PostgreSQL Deep Dive: Synchronous Commit and Durability Trade-offs
Your application inserts an order. PostgreSQL returns “success.” The application tells the customer “your order is confirmed.” Two seconds later, the database server crashes. The order is gone. The customer got a confirmation email for an order that never existed.
This is the durability problem. PostgreSQL’s default behavior guarantees this can’t happen — but that guarantee comes at a cost: every COMMIT waits for a disk flush. On a busy system with a high-commit rate, that flush can be the bottleneck. The synchronous_commit setting is your knob for trading durability against latency, and understanding exactly what each level does (and doesn’t do) is critical for making the right choice.
What Happens During COMMIT
When a transaction commits, PostgreSQL writes the commit record to the WAL (Write-Ahead Log) buffer in shared memory. At this point the data is in RAM only — a server crash would lose it. To make the commit durable, the WAL must be flushed to disk.
The flush path is:
- WAL record written to WAL buffer (RAM)
- WAL buffer flushed to OS page cache (still RAM, but in kernel buffers)
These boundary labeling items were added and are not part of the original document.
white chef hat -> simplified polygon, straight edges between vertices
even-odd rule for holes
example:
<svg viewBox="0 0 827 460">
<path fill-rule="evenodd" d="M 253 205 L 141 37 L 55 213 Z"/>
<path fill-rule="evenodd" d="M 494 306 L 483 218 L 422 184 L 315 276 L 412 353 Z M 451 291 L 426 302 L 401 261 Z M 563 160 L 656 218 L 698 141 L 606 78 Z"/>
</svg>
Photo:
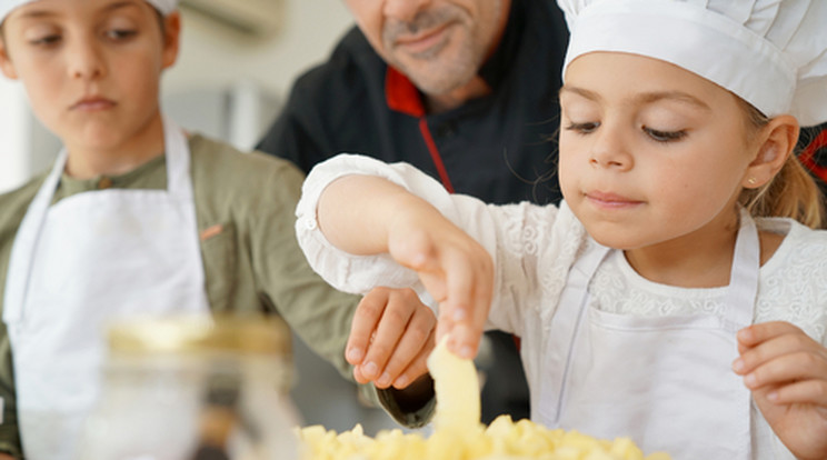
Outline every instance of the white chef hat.
<svg viewBox="0 0 827 460">
<path fill-rule="evenodd" d="M 728 89 L 764 114 L 827 121 L 827 0 L 558 0 L 564 67 L 591 51 L 642 54 Z"/>
<path fill-rule="evenodd" d="M 31 3 L 38 0 L 0 0 L 0 22 L 3 22 L 7 16 L 18 7 Z M 147 3 L 155 7 L 161 14 L 167 16 L 178 7 L 178 0 L 146 0 Z"/>
</svg>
- OS page cache flushed to disk (actual persistent storage — the
fsynccall)
Step 3 is the expensive one. A typical SSD can handle ~10,000-100,000 fsync calls per second. A high-write application doing 50,000 small transactions per second will bottleneck on WAL flushes. Not on CPU, not on network, not on query planning — on waiting for the disk to confirm the write.
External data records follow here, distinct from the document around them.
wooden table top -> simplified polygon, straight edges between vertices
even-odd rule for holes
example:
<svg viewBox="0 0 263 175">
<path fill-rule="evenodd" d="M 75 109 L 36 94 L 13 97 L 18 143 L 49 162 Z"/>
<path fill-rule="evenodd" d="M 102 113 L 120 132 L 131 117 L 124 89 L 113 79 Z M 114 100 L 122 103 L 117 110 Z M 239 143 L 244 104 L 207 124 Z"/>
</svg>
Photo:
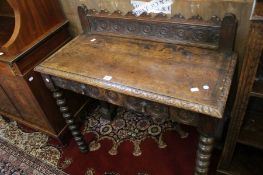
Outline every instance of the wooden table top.
<svg viewBox="0 0 263 175">
<path fill-rule="evenodd" d="M 102 35 L 82 35 L 36 71 L 222 118 L 236 55 Z"/>
</svg>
The synchronous_commit Levels
PostgreSQL provides five levels of durability for COMMIT, controlled by the synchronous_commit parameter:
off (Fastest, Least Durable)
SET synchronous_commit = off;
The server returns “success” to the client as soon as the commit record is written to the WAL buffer in shared memory. It does NOT wait for any disk flush — not locally, not to any standby.
Risk: If the PostgreSQL server crashes (power failure, kernel panic, hardware failure), any transactions acknowledged to the client but not yet flushed to disk are lost. The maximum window of loss is approximately 3 × wal_writer_delay (default 3 × 200ms = 600ms).
Important: This does NOT cause database corruption. The database recovers to a consistent state — it just loses the most recent committed transactions. The effect is identical to those transactions having been aborted. MVCC ensures partial transactions are never visible.
Use when: Bulk data loading, ephemeral data (session state, caches), analytics staging tables, write-heavy workloads where occasional data loss is acceptable.
local (Default with no standbys)
SET synchronous_commit = local;
Waits for the commit record to be flushed to local disk before returning “success” to the client. Does NOT wait for any standby replication.
This is the same as on when synchronous_standby_names is empty (no synchronous standbys configured).
on (Default)
SET synchronous_commit = on;
Waits for the commit record to be flushed to local disk AND for the synchronous standby(s) to confirm they’ve received the commit record and flushed it to their disk.
This is the strongest durability guarantee when synchronous replication is configured. The transaction survives unless both the primary and all synchronous standbys suffer simultaneous disk corruption.
remote_write (Middle Ground)
SET synchronous_commit = remote_write;
Waits for the commit record to be flushed to local disk AND for the synchronous standby(s) to confirm they’ve written the commit record to their OS file system (page cache). Does NOT wait for the standby to fsync to disk.
Risk: If the standby’s operating system crashes (kernel panic, power loss to the standby server), the standby may lose the commit record. If the primary then fails and the standby is promoted, the transaction is lost.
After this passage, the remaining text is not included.